Back to LanguageTool Homepage - Privacy - Imprint

Polish combined characters

I have found an extremely rare encoding of Polish language text by chance here:

http://gazetaolsztynska.pl/653158,Robert-Biedron-o-Polsce-Warmii-i-Mazurach-i-Olsztynie-ZDJECIA.html

“Często słyszę, że jesteście niezadowoleni z sytuacji w kraju. Nie podoba Wam się, że obecna władza niszczy nasze państwo, łamie prawa kobiet i mniejszości, ignoruje kwestie klimatu i nie dostrzega prawdziwych problemów obywateli. Porozmawiajmy, jak to zmienić!”

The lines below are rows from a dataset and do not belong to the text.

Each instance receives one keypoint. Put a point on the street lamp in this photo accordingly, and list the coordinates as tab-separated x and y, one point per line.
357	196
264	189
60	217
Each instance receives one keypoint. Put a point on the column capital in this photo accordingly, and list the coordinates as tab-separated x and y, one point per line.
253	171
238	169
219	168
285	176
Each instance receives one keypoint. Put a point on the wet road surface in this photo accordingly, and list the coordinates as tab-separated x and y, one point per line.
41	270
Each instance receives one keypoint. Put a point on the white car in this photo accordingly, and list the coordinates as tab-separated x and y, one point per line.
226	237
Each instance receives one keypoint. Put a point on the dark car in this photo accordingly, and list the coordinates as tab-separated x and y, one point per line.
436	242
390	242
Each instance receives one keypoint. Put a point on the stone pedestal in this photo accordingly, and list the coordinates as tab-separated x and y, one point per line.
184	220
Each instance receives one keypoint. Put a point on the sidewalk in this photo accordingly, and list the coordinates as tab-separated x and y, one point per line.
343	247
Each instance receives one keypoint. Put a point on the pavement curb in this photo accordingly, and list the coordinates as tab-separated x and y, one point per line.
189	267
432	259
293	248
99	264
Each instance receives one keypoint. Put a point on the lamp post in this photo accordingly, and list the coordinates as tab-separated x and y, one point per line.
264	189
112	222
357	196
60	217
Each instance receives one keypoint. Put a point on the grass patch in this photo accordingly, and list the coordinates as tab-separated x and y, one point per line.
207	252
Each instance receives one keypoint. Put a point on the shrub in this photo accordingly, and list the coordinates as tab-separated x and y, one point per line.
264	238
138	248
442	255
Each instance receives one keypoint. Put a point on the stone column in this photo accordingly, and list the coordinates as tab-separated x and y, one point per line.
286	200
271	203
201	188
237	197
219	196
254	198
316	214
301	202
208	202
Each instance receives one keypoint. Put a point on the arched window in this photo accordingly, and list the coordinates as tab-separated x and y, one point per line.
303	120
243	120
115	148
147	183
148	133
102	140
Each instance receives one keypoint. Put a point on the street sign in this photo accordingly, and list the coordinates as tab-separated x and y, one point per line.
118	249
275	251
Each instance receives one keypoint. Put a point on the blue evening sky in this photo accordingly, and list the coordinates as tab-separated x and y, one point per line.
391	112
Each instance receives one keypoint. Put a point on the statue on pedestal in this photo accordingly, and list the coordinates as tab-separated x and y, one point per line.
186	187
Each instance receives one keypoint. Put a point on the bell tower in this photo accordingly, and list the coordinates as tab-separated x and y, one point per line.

This text may have been copied from Facebook to the custom CMS:

or alternatively emailed to the journalist as a press release. It breaks each Polish diacritic character into two, so
ę is U+0065 LATIN SMALL LETTER E, U+0328 COMBINING OGONEK instead of typical U+0119 LATIN SMALL LETTER E WITH OGONEK
ż is U+007A LATIN SMALL LETTER Z, U+0307 COMBINING DOT ABOVE instead of typical U+017C LATIN SMALL LETTER Z WITH DOT ABOVE
ś U+0073 LATIN SMALL LETTER S, U+0301 COMBINING ACUTE ACCENT instead of typical U+015B LATIN SMALL LETTER S WITH ACUTE
ń U+006E LATIN SMALL LETTER N, U+0301 COMBINING ACUTE ACCENT instead of typical U+0144 LATIN SMALL LETTER N WITH ACUTE
ł is standard U+0142 LATIN SMALL LETTER L WITH STROKE
ó is U+006F LATIN SMALL LETTER O, U+0301 COMBINING ACUTE ACCENT instead of typical U+00F3 LATIN SMALL LETTER O WITH ACUTE
ć is standard U+0107 LATIN SMALL LETTER C WITH ACUTE oddly
This is still Unicode. Relevant Unicode block is Combining Diacritical Marks https://en.wikipedia.org/wiki/Combining_Diacritical_Marks.
The full set of Polish diacritical characters to analyze is:
ą U+0105 LATIN SMALL LETTER A WITH OGONEK
ć U+0107 LATIN SMALL LETTER C WITH ACUTE
ę U+0119 LATIN SMALL LETTER E WITH OGONEK
ł U+0142 LATIN SMALL LETTER L WITH STROKE
ń U+0144 LATIN SMALL LETTER N WITH ACUTE
ó U+00F3 LATIN SMALL LETTER O WITH ACUTE
ś U+015B LATIN SMALL LETTER S WITH ACUTE
ź U+017A LATIN SMALL LETTER Z WITH ACUTE
ż U+017C LATIN SMALL LETTER Z WITH DOT ABOVE
Ą U+0104 LATIN CAPITAL LETTER A WITH OGONEK
Ć U+0106 LATIN CAPITAL LETTER C WITH ACUTE
Ę U+0118 LATIN CAPITAL LETTER E WITH OGONEK
Ł U+0141 LATIN CAPITAL LETTER L WITH STROKE
Ń U+0143 LATIN CAPITAL LETTER N WITH ACUTE
Ó U+00D3 LATIN CAPITAL LETTER O WITH ACUTE
Ś U+015A LATIN CAPITAL LETTER S WITH ACUTE
Ź U+0179 LATIN CAPITAL LETTER Z WITH ACUTE
Ż U+017B LATIN CAPITAL LETTER Z WITH DOT ABOVE

It even does not look properly in the font this news site uses “Open Sans”, it looks OK in “Source Sans Pro” you use though. Obviously, your system marks involved words as erroneous.